Até que um dia Alice resolveu fazer um teste com a funcionária. Ligou para a própria clínica, passando-se por um cliente que queria marcar um horário. Deu-se o diálogo a seguir:

– Clínica XXX, boa tarde. Em que posso estar te ajudando? – atendeu Márcia.

– Boa tarde. Eu gostaria de marcar um horário com a podóloga – iniciou Alice.

– A senhora pode estar esperando um momento? Eu vou estar checando a agenda para estar marcando um horário para a senhora.

Alice, decepcionada, não conseguia acreditar que era assim que seus clientes eram atendidos. Ao continuarem a conversa, veio o que fez Alice tomar uma decisão mais efetiva. Márcia voltou ao telefone e disse:

– Senhora, estava checando a agenda e estava percebendo que a podóloga poderá estar te atendendo amanhã. Mas, para isso, eu vou estar te encaixando entre um cliente e outro. A senhora pode estar chegando às 14h15 para não estar havendo atrasos?

Alice negou e desligou. Ao voltar para a clínica naquele dia, resolveu levar à Márcia um presente. Comprou um romance famoso da época, já que a moça sonhava em encontrar seu príncipe encantado. Nada relacionado à maneira certa de falar e escrever o português, mas uma forma de fazê-la ler um pouco e, quem sabe, começar a melhorar sua fala. Na dedicatória, escreveu: "Márcia, sonhar é preciso e a leitura é uma das ferramentas que nos levam à realização da maioria deles. Leia e perceba as maravilhas que as palavras, dominadas por nós, podem fazer por nós mesmos". Dentro do livro "esqueceu sem querer" um texto que circula pela internet, todo escrito em gerúndio.

Ao receber o livro, Márcia agradeceu imensamente pelo presente inusitado e, ao abri-lo e deixar cair a folha, correu para devolvê-la à chefe. "Nossa, procurei esse texto em todos cantos da minha casa... ele é tão bom! Pode ficar com você, Márcia. Será bom para você também", disse Alice, sem saber ao certo como dizer à moça que ela precisava urgentemente aprender a usar melhor seu vocabulário.

Ao ler aquele texto, Márcia viu várias de suas manias gramaticais elucidadas ali e, ao iniciar a leitura do livro, foi percebendo que a maneira correta de se falar era muito diferente da forma com que ela falava.

Depois daquele livro, Márcia se apaixonou pela leitura. Passou a ler um romance atrás do outro e, com o tempo, começou a escrever alguns poemas. Alice percebeu uma melhora significativa na forma com que Márcia atendia seus clientes.

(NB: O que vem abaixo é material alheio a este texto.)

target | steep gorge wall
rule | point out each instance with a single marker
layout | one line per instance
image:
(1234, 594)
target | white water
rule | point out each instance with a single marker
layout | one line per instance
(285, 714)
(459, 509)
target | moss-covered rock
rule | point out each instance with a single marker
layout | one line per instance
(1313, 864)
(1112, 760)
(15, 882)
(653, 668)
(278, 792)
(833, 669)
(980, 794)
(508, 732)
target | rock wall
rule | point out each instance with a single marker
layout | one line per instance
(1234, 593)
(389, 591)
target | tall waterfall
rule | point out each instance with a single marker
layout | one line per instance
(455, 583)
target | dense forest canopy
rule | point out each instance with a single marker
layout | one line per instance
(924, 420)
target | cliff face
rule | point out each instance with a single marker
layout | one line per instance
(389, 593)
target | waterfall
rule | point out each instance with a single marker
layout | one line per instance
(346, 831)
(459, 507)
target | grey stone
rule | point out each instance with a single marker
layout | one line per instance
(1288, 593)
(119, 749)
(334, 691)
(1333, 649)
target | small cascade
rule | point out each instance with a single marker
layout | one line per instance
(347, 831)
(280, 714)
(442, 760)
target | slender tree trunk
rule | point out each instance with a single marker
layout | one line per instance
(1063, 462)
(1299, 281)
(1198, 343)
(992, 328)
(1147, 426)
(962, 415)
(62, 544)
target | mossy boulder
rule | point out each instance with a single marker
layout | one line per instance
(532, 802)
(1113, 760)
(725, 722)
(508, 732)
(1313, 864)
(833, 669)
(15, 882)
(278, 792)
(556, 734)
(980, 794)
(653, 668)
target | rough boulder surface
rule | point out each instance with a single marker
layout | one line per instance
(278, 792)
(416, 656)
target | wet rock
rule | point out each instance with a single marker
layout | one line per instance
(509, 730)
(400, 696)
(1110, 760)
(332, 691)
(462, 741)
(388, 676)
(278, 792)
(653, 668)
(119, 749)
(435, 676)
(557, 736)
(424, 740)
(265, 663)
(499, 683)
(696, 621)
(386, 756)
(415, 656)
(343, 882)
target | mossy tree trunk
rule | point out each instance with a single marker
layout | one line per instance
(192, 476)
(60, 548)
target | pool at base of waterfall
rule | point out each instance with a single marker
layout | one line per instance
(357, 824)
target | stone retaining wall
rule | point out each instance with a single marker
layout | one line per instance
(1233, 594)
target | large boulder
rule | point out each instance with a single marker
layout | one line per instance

Hoje, dois anos depois do dia em que Alice presenteou à moça com um livro, a jovem não utiliza mais o gerúndio em sua fala e cursa o primeiro período da faculdade de letras. Pela sua força de vontade é bem possível que ela vá longe. Os méritos são dela e de Alice, que depositou um voto de confiança na moça e a incentiva diariamente a buscar uma profissão melhor da que ela própria oferece à jovem.